Insomma l’assenza di candidati a Napoli è il risultato della mancanza di spirito battagliero nei personaggi locali o è un ordine di scuderia giunto dall’alto per evitare un confronto difficile in cui la eventuale vittoria di Bassolino sarebbe molto probabile? Essi lo sanno bene.
Allo stato dei fatti il PD a Napoli difficilmente arriva al ballottaggio . Che facciamo?
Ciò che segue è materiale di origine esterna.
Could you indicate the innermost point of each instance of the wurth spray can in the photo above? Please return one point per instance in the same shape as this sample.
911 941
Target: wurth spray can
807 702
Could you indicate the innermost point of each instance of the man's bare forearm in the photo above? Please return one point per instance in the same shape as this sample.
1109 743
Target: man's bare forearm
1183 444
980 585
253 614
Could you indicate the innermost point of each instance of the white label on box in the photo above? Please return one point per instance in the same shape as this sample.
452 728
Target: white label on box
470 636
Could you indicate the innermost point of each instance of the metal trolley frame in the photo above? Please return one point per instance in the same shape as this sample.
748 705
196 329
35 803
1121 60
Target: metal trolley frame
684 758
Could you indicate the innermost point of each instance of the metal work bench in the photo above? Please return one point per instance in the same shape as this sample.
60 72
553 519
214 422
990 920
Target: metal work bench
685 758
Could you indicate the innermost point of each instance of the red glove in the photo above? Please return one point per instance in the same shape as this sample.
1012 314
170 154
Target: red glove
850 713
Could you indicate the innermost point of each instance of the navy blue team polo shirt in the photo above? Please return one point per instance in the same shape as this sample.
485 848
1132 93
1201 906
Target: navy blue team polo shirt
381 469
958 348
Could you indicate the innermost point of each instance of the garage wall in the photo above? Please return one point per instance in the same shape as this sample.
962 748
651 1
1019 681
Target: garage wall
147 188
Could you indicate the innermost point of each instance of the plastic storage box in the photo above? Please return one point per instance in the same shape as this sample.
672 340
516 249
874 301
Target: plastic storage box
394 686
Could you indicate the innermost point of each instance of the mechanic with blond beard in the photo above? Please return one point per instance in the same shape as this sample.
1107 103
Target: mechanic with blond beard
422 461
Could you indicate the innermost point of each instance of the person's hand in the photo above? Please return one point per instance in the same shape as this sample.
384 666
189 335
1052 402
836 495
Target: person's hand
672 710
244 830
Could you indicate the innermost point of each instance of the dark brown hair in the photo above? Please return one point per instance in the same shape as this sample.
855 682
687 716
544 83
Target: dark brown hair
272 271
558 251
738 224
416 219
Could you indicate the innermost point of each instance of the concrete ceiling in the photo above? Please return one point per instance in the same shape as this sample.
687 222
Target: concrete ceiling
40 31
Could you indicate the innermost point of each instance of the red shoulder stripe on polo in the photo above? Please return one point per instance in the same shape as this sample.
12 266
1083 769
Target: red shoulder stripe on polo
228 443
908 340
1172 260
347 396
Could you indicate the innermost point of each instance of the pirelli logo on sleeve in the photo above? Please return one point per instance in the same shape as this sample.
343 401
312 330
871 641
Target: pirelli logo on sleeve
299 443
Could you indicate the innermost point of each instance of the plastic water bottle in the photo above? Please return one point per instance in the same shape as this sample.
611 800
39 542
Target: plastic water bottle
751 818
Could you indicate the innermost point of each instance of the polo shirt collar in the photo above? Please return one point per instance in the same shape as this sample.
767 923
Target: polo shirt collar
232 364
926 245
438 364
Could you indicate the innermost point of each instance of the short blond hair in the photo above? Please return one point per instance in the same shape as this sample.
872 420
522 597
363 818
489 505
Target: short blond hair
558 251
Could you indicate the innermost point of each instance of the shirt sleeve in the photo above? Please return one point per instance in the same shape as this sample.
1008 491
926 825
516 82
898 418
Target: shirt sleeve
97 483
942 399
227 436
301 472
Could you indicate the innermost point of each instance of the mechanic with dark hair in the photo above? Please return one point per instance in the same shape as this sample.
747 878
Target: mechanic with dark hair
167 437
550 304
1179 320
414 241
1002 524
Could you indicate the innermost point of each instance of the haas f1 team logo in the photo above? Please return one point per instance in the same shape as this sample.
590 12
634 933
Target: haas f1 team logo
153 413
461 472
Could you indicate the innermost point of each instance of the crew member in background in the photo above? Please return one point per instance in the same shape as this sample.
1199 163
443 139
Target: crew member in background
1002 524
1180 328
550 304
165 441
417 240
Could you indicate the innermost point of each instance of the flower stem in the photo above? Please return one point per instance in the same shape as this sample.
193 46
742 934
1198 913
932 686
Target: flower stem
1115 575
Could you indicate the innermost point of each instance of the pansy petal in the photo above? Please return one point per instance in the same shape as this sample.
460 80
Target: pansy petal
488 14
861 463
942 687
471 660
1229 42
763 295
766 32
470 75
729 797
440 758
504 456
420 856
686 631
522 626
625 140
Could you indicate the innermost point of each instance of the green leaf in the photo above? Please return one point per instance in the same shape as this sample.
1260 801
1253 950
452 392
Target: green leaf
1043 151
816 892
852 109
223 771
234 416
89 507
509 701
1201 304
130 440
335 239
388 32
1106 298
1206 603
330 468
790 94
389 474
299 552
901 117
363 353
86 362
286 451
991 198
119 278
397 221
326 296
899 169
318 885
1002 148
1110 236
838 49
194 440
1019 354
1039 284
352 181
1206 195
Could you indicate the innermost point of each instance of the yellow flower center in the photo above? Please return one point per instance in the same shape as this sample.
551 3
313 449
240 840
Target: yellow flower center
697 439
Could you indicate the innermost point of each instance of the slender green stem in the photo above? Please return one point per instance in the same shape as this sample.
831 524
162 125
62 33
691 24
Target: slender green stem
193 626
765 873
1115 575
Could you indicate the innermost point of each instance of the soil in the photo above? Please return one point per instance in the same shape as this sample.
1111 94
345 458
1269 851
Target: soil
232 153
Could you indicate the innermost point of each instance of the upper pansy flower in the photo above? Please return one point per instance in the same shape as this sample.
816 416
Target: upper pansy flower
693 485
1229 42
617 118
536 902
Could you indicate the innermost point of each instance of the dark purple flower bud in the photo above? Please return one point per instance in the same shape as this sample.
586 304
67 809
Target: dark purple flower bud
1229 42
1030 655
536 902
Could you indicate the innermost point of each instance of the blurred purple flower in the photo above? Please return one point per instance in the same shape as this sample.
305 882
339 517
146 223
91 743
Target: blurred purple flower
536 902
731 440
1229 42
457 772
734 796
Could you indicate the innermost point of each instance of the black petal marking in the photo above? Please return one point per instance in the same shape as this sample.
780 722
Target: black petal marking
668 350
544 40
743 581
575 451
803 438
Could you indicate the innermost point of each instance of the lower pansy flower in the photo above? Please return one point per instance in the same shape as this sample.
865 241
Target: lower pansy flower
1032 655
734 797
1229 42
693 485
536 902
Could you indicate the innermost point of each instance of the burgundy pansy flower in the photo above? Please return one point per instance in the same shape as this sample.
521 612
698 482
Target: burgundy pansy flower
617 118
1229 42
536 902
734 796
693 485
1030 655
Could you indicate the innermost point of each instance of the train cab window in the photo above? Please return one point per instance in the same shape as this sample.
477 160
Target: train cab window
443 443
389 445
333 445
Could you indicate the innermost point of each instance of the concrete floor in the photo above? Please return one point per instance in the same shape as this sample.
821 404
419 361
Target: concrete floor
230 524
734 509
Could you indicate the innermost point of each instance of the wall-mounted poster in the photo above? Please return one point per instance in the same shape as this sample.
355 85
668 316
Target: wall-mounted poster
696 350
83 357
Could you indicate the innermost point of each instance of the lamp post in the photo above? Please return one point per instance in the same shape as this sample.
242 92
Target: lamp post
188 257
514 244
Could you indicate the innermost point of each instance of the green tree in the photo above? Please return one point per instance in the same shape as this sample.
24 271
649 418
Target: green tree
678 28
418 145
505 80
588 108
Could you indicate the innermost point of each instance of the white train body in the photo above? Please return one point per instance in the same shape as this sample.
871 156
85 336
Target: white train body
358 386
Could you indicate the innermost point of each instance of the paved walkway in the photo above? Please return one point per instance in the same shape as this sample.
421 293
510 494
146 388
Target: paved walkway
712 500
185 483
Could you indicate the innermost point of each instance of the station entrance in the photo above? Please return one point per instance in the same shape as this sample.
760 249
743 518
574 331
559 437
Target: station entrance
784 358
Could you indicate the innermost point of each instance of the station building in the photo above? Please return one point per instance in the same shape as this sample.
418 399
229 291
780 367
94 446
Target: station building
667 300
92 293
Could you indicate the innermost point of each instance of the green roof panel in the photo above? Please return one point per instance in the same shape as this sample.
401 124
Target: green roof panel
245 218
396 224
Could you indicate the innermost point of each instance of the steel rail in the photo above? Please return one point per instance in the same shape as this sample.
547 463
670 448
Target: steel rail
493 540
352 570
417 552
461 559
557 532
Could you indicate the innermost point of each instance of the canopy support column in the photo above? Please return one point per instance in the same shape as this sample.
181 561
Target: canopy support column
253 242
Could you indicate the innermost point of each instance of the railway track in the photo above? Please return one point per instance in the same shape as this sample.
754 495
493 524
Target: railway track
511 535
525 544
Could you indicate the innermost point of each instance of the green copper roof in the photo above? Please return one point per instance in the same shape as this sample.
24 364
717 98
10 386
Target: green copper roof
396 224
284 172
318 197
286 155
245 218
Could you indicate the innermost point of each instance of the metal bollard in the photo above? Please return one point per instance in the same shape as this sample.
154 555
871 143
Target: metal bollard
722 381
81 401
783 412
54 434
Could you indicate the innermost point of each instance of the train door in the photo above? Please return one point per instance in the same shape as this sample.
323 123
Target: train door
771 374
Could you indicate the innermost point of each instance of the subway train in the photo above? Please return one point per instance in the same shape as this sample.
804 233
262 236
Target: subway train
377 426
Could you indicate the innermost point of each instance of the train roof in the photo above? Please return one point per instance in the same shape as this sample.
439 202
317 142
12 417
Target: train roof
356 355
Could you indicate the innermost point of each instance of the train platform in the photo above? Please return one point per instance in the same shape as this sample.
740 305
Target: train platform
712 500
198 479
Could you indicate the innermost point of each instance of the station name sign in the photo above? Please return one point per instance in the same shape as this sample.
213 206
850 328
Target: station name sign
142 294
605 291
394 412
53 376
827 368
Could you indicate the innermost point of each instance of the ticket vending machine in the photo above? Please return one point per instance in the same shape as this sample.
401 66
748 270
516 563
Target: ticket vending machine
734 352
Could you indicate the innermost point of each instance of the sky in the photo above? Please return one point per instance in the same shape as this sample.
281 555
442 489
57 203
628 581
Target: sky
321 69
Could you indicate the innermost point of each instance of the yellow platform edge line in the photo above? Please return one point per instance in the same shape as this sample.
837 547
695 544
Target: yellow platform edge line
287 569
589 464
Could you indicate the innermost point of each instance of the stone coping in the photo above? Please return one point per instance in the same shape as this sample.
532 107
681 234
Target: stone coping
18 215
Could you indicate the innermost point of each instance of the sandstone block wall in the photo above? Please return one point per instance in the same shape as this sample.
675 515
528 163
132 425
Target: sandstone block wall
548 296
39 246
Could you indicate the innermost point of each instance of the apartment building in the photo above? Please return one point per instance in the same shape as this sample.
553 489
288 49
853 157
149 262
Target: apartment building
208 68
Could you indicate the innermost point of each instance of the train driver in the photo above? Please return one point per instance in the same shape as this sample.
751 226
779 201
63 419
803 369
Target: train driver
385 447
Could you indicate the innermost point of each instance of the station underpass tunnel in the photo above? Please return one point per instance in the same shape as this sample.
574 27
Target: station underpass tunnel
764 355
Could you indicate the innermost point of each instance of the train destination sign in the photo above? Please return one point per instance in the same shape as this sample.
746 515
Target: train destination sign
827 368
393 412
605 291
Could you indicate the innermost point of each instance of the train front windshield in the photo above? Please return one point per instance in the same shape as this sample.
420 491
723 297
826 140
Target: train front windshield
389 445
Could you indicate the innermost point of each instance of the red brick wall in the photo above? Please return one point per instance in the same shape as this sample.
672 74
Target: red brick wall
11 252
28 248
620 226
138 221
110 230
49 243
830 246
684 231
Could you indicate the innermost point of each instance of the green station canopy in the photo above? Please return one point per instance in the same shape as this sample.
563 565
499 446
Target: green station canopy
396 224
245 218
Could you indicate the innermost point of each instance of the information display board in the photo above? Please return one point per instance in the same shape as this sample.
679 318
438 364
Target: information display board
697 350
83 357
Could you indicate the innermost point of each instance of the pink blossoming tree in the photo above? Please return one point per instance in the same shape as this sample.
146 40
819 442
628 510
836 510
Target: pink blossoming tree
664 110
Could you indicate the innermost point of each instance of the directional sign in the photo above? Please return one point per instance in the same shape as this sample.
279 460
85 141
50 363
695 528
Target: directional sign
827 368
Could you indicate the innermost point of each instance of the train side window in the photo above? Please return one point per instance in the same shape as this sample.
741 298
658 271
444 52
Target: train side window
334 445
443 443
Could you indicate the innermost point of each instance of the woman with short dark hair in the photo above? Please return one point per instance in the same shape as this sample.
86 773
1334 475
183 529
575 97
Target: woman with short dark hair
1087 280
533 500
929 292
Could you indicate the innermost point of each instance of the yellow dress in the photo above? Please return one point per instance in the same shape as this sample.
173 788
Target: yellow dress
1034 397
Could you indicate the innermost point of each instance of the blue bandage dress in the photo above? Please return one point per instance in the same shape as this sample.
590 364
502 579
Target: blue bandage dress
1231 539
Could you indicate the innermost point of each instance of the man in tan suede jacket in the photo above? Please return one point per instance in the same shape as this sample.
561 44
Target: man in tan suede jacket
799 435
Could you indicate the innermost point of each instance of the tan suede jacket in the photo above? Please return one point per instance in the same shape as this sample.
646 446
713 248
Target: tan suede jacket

Ci rassegniamo o andiamo alla sfida a viso aperto senza pensare a personaggi inventati o paracadutati e senza legami con la realtà cittadina?
Non a caso una persona seria come Dario Scalella ha rifiutato l’invito a fare il paracadutista di turno
Renzi afferma di volere il partito della nazione. A parte lì equivoco della denominazione, Matteo potrebbe chiarire cosa intende per Nazione?
A guardare la composizione della popolazione leopoldiana nascono molte perplessità. Essa è composta ,pressoché totalmente, da bassa e media borghesia professionale ed imprenditoriale con la completa assenza del mondo del lavoro. Sono ceti sicuramente importanti anche perché in grado di gestire il sistema comunicativo nel quale però l’annuncio supera ed evita il contenuto. Il loro comportamento ricorda molto l’ottocentesco “Enrichissez –vous” di Filippo d’Orlèans. Un politico attento, e Renzi lo è, sa che l’Italia non è fatta solo di avvocati, commercialisti e esperti di comunicazione. Fra l’altro si tratta di categorie rinchiuse nei loro ghetti corporativi ferramente decisi a rendere intoccabili i loro pretesi diritti acquisiti.
L’operaio dei Cantieri di Palermo, la anziana sola col minimo di pensione, il coltivatore diretto delle zone interne in difficoltà, il ferroviere, il giovane in cerca di avvenire, le mamme adolescenti sole, gli invalidi senza tutela, il bracciante africano e clandestino a dieci euro al giorno, l’abitante delle periferie depresse, il bimbo lasciato per strada per assenza di asili nido, i lavoratori in lotta per la difesa del posto di lavoro, l’artigiano in difficoltà, il ragazzo senza scuola, fanno anch’essi parte della Nazione. Renzi lo sa ma non li vuole alla Leopolda dove preferisce parlare ai ceti arrembanti, senza storia e perciò incapaci di prevedere un avvenire di moderna civiltà.
Un paese veramente democratico si realizza solo se la distribuzione della ricchezza nazionale avviene in modo il più possibile equo soprattutto mediante un sistema di welfare finanziato pubblicamente don le entrate fiscali. Fa specie dover ripetere questi elementari concetti a Napoli, la città in cui di queste cose, già nel ‘700, ne parlavano Genovesi, Filangieri e Galiani.
La riconquista di Napoli dovrebbe essere un elemento strategico per un governo che si prefigga di affrontare n modo nuovo il dualismo economico nazionale. Lasciamo che la democrazia dispieghi i suoi effetti: andiamo liberamente alla scelta del candidato Sindaco, stringiamoci tutti, senza mal di pancia, a sostegno del vincitore e lavorando molte duramente nel confronto con i cittadini potremo anche farcela sconfiggendo l’astensionismo che è un sintomo di debolezza della democrazia.